R v Monington [2018] EWCA Crim 2016

The judgment, available here, was handed down by Holgate J on 05.09.18.

The issue in this appeal was whether the sentencing judge had misapplied the Definitive Guideline: Causing Death by Driving in categorising the appellant’s case as one which fell within the top category of carelessness. The appeal was dismissed; the judge had not erred but was right to classify the appellant’s conduct as being of the highest level of carelessness.

 

R v Seccombe [2018] EWCA Crim 2017

The judgment, available here, was handed down by Holgate J on 04.09.18.

The issue in this appeal was whether, for an offence of conspiracy to pervert the course of justice, the sentencing judge (a) had erred in concluding that the custody threshold had been passed in respect of the appellant’s case; and, in any event, (b) had imposed a manifestly excessive sentence.

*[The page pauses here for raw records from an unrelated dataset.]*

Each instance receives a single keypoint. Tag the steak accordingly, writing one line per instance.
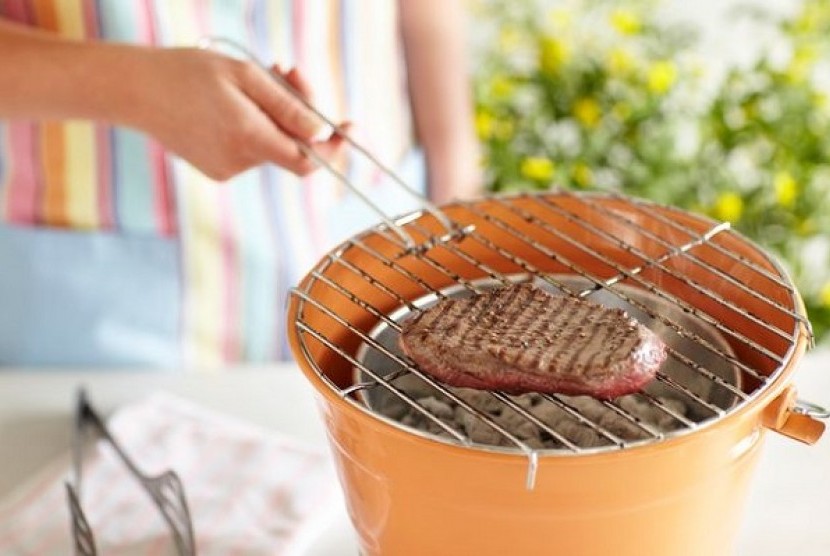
(522, 339)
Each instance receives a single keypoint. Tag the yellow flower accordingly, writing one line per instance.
(582, 174)
(620, 61)
(729, 207)
(553, 54)
(661, 76)
(806, 227)
(502, 86)
(785, 189)
(484, 123)
(626, 22)
(537, 168)
(509, 38)
(587, 111)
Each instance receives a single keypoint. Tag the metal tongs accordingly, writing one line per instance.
(165, 490)
(452, 231)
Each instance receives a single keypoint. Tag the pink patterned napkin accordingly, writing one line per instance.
(250, 491)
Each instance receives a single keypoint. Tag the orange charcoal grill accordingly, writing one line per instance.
(430, 469)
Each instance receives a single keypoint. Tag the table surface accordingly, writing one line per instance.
(788, 509)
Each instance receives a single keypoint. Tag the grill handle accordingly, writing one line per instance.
(794, 418)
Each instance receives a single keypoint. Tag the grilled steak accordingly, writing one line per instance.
(523, 339)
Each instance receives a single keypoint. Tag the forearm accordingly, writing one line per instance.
(43, 76)
(435, 47)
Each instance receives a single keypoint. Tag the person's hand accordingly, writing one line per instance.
(224, 115)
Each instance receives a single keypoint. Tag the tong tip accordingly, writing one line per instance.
(456, 234)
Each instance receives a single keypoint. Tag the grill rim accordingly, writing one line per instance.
(776, 381)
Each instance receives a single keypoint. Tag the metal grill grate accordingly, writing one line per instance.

The appeal was allowed to a limited extent: the judge had erred in taking the wrong starting point in the appellant’s case and she had failed to consider aggravating features regarding the appellant’s co-offenders.

 

R v Thompson [2018] EWCA Crim 2082

The judgment, available here, was handed down by Lord Burnett of Maldon CJ on 26.09.18.

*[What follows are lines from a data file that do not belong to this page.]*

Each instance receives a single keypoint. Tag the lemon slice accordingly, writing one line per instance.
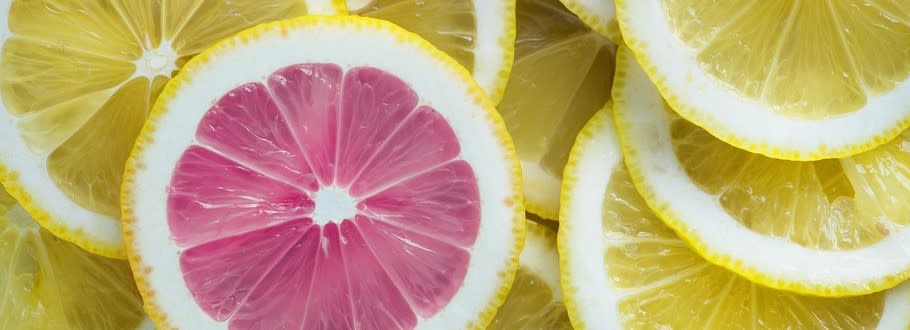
(797, 80)
(535, 301)
(623, 268)
(351, 175)
(599, 14)
(48, 283)
(831, 227)
(562, 74)
(77, 80)
(479, 34)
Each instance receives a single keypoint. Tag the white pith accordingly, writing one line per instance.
(581, 235)
(602, 10)
(495, 21)
(322, 7)
(647, 132)
(349, 45)
(159, 61)
(753, 122)
(333, 205)
(539, 257)
(356, 5)
(30, 168)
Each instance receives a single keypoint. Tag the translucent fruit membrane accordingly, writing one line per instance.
(450, 25)
(48, 283)
(809, 58)
(323, 199)
(562, 75)
(662, 283)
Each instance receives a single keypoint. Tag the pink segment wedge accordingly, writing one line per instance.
(399, 212)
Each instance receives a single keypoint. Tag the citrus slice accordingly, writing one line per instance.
(48, 283)
(350, 175)
(535, 301)
(831, 227)
(797, 80)
(623, 268)
(77, 80)
(562, 74)
(599, 14)
(479, 34)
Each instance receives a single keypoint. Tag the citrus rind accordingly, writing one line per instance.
(592, 301)
(702, 222)
(600, 16)
(494, 49)
(24, 175)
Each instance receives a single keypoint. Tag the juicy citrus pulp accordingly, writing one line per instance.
(342, 190)
(562, 74)
(535, 301)
(600, 15)
(48, 283)
(78, 81)
(799, 80)
(623, 268)
(479, 34)
(829, 227)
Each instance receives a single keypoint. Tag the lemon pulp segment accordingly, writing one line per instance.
(47, 283)
(80, 77)
(664, 283)
(562, 74)
(809, 59)
(834, 204)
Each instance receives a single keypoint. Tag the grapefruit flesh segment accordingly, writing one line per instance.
(246, 125)
(241, 203)
(329, 303)
(427, 270)
(362, 132)
(424, 141)
(213, 197)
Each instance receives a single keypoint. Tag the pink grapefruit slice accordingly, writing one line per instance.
(323, 173)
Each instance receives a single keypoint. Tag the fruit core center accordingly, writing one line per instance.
(333, 204)
(155, 62)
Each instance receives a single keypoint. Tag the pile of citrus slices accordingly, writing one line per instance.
(452, 164)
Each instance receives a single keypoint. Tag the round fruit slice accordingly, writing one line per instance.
(535, 301)
(830, 227)
(599, 14)
(562, 74)
(77, 79)
(623, 268)
(479, 34)
(797, 80)
(323, 173)
(48, 283)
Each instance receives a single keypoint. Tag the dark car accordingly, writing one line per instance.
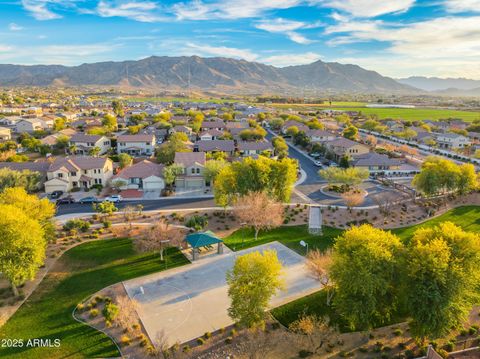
(56, 194)
(66, 200)
(89, 200)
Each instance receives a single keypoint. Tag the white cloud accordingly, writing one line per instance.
(39, 9)
(143, 11)
(14, 27)
(369, 8)
(456, 6)
(291, 59)
(287, 27)
(227, 9)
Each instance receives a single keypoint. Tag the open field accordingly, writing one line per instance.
(82, 271)
(466, 217)
(414, 113)
(287, 235)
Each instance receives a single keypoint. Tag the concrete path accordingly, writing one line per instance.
(186, 302)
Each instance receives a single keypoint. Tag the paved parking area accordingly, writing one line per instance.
(186, 302)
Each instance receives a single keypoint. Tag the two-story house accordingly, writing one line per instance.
(144, 175)
(5, 134)
(344, 147)
(66, 173)
(320, 135)
(193, 164)
(452, 141)
(254, 148)
(136, 145)
(84, 143)
(29, 125)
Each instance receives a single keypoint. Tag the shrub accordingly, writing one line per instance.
(110, 311)
(200, 341)
(397, 332)
(125, 340)
(304, 353)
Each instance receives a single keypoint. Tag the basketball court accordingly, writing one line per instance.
(184, 303)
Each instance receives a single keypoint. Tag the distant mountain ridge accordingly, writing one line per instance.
(439, 84)
(216, 73)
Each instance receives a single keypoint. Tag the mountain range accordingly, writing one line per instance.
(206, 74)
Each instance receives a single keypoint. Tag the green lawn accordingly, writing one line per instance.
(467, 217)
(83, 271)
(413, 113)
(288, 235)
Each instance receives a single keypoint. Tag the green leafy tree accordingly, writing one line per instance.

The appellant was convicted of two conspiracies at two separate trials, his latter conviction being the result of a retrial. He sought to appeal against both convictions; in respect of the first, on the grounds that the judge was wrong to admit evidence of his previous conviction under the bad character provisions of the Criminal Justice Act 2003; in respect of the second conviction, the appellant argued that the judge was wrong, after the prosecution had changed their case mid-way through the trial, not to accede to his submission of no case to answer. Only the appeal against his latter conviction was allowed.

 

R v Gray [2018] EWCA Crim 2083

The judgment, available here, was handed down by Thirwall LJ on 27.09.18.

This was an appeal against conviction on two grounds; the first criticised the trial judge’s failure to accede to a submission of no case to answer as the prosecution case was based on inadequate identification evidence; the second was that, if the evidence was admissible, the judge failed to deal with it adequately in the summing up. The appeal was dismissed: the evidence was admissible and even though the judge’s directions could have been clearer, the conviction was not unsafe.